I had a bottom set "nurture group" in Y9 that year, which had 16 students. Some of the students had really weak literacy and numeracy skills, and some had higher needs than the students we were shown on the video. No TA. Two students were being assessed for an ECHP, one was awaiting an autism diagnosis. Others had diagnosed needs, and at least one clearly had additional needs, but weren't diagnosed. It was a lovely class- but do I feel I supported all their learning well all the time? Absolutely not.

Some of the students were given laptops, too- but with no training on how to use them, I'm not sure how much they helped.

I absolutely agree with you. Funding is the biggest issue. But there's also a problem with culture in some schools. Likely because they're not properly funded to support properly!!

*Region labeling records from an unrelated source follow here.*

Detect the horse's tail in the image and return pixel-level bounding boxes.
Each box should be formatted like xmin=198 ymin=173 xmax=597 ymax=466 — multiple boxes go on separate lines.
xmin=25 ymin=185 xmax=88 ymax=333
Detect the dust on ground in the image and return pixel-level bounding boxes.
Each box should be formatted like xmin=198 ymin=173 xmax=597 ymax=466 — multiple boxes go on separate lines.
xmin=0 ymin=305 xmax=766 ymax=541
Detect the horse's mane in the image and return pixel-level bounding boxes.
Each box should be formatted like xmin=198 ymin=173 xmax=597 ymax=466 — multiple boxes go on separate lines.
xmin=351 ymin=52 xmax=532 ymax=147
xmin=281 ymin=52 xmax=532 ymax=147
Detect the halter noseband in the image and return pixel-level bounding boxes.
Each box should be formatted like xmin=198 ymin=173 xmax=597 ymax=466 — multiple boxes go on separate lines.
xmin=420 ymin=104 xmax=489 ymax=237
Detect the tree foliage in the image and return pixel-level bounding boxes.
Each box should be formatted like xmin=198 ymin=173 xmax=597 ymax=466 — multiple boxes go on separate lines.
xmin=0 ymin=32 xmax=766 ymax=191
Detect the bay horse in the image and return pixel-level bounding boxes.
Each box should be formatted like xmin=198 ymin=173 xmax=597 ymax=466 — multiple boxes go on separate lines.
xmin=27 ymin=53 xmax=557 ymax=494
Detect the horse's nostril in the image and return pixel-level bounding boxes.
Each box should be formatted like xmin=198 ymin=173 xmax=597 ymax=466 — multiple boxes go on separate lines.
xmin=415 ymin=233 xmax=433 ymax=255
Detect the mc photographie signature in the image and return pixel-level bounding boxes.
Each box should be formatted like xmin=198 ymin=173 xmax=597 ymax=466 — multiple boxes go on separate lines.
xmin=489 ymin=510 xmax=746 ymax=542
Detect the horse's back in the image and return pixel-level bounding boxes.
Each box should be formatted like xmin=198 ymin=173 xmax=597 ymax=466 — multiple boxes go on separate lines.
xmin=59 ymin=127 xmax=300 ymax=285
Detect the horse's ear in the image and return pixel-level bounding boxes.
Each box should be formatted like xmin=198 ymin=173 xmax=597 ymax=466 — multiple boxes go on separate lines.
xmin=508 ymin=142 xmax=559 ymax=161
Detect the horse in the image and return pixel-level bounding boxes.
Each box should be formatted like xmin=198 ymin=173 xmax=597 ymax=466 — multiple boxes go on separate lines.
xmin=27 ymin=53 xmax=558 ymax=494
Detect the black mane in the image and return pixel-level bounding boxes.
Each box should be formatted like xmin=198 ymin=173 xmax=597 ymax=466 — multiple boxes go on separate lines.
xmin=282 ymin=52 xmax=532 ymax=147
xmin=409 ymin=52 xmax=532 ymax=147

There are so many children with SEN who do not qualify for a special school place but for whom inclusion (in an approx 30 children, mainstream classroom with a standard curriculum etc etc) is never going to work even if they were properly funded and supported. If they were in a enhanced provision/hub within a mainstream site then they could be happy, not distressed, learning, and so could their peers in the mainstream classroom. Then you work on integration at certain times if it suits the needs of the child.

The thing so many people seem to fail to understand when they have these children (especially the younger ones) who're lashing out violently and creating disruption is that they cannot help it. They're not doing it on purpose. They are square pegs being forced into round holes and they're never going to fit. It's ok to acknowledge and address that. It benefits everybody in the school environment to do this.